Mais la prédation de Weinstein ne se limitait pas aux artistes. La plupart des jeunes femmes embauchées par sa société Miramax ou par The Weinstein Company ont dû subir les assauts de leur tyrannique patron : de la demande de massage inappropriée au viol pur et simple. Des agissements couverts par le silence des proches de Weinstein : son frère et ses collaborateurs directs qui n’ignoraient rien de la situation et fermaient les yeux, pensant que si elles n’étaient pas toujours consentantes, la plupart de ces femmes bénéficiaient d’avantages soit dans leur travail dans la société soit dans leur carrière d’artistes. Plus d’une centaine de victimes ont été identifiées, la majorité d’entre elles refusant de témoigner par honte ou par peur de perdre leur emploi ou encore parce que leur silence avait été acheté. Et c’est là que l’affaire se corse. Dans de nombreux cas (au moins une douzaine avérés) des femmes ont voulu se rebeller et ont fait appel à des avocat(e)s pour attaquer Weinstein. Mais toutes ces procédures se sont soldées à l’amiable, l’entreprise payant de considérables sommes d’argent contre la signature d’un contrat hyper contraignant garantissant le silence de la victime. Or, ces avocat(e)s, comme Gloria Allred ou sa fille Lisa Bloom, pourtant réputées pour être porte-parole des droits des femmes, avaient tout intérêt à favoriser ces règlements à l’amiable puisqu’ils-elles touchaient 30 à 40 % de la somme versée par Weinstein. Lisa Bloom, en particulier, est décrite par les deux journalistes comme une personnalité plus préoccupée de gagner de l’argent que de défendre réellement la cause féminine. Elle deviendra d’ailleurs l’une des défenseuses de Weinstein, expliquant dans un mémo incroyable retrouvé par Megan Twohey, la stratégie à appliquer pour diffamer de façon efficace les femmes qui l’attaquaient.

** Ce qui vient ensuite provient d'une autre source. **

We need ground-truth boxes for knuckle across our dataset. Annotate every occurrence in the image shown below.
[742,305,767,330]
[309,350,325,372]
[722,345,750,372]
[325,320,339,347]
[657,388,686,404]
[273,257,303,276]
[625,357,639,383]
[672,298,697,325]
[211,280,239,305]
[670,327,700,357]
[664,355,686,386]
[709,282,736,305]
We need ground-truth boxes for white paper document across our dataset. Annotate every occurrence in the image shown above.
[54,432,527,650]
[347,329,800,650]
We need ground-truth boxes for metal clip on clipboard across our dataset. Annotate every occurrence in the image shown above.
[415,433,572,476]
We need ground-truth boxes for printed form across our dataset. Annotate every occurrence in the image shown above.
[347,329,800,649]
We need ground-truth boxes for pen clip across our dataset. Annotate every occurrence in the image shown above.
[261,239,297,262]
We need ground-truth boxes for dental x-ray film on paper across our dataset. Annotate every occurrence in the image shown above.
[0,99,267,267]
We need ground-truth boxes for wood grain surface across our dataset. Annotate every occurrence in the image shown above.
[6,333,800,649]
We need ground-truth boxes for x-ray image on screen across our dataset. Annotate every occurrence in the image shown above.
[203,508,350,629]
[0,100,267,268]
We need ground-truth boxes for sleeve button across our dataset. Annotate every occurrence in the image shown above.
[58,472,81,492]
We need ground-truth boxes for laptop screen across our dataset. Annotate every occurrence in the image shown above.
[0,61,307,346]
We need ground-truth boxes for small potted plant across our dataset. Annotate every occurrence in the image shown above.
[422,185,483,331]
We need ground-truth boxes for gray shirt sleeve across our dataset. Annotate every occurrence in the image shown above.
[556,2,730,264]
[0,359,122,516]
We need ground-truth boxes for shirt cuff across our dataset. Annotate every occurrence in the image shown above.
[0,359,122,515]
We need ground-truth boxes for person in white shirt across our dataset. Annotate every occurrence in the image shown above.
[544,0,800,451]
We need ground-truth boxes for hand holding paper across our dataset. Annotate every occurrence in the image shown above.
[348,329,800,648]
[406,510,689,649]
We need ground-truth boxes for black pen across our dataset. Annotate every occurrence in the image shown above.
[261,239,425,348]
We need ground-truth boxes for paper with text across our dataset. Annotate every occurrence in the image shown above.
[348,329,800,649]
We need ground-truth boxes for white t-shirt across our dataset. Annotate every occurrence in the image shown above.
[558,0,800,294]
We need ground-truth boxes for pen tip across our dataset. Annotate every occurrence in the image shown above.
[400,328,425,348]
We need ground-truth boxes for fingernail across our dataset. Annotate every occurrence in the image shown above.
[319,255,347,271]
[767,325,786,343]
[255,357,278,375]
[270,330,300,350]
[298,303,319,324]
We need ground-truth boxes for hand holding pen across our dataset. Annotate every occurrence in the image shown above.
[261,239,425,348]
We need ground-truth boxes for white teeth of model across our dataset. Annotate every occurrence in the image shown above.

Car lorsque Harvey Weinstein eut vent de l’article que préparait le Times, il mit tout en œuvre pour que celui-ci ne paraisse pas : pression sur les journalistes, embauche de détectives privés pour fouiller leur passé, paiement d’une boîte d’espions israéliens pour s’infiltrer dans leur vie afin de savoir où elles en étaient de leur enquête. Et puis, bien sûr, pressions politiques et économiques auprès du journal pour éviter la publication. Rien n’y fit, l’équipe tint bon. Lorsqu’au bout de trois ans, leur travail fut bouclé, l’article rédigé, validé et relu par des spécialistes du droit, le Times en fit connaître la teneur à Weinstein, lui laissant quarante-huit heures pour apporter la contradiction et prouver que certains faits allégués étaient mal présentés ou faux. Ce qu’il fut incapable de faire tant chaque information avait été verrouillée.

La parution sonna le glas des crimes de Weinstein et ouvrit la porte à un flot de révélations de la part de femmes qui n’avaient pas osé franchir le pas.

La dernière partie du livre est consacrée à l’affaire Christine Ford, une universitaire affirmant avoir été violée dans sa jeunesse par Brett Kavanaugh qui allait être nommé juge fédéral à la Cour suprême des États-Unis (il le fut finalement, car le procès ne put clairement démontrer sa responsabilité et il nia fermement toute implication).

Au final une enquête haletante dont on suit avec passion les réussites et les échecs et dont on voit à quel point elle a marqué durablement la société américaine. Même si tout ce travail féministe pourrait bien être remis en cause en cas de réélection de Donald Trump.

À noter que ce livre a obtenu le prix Pulitzer.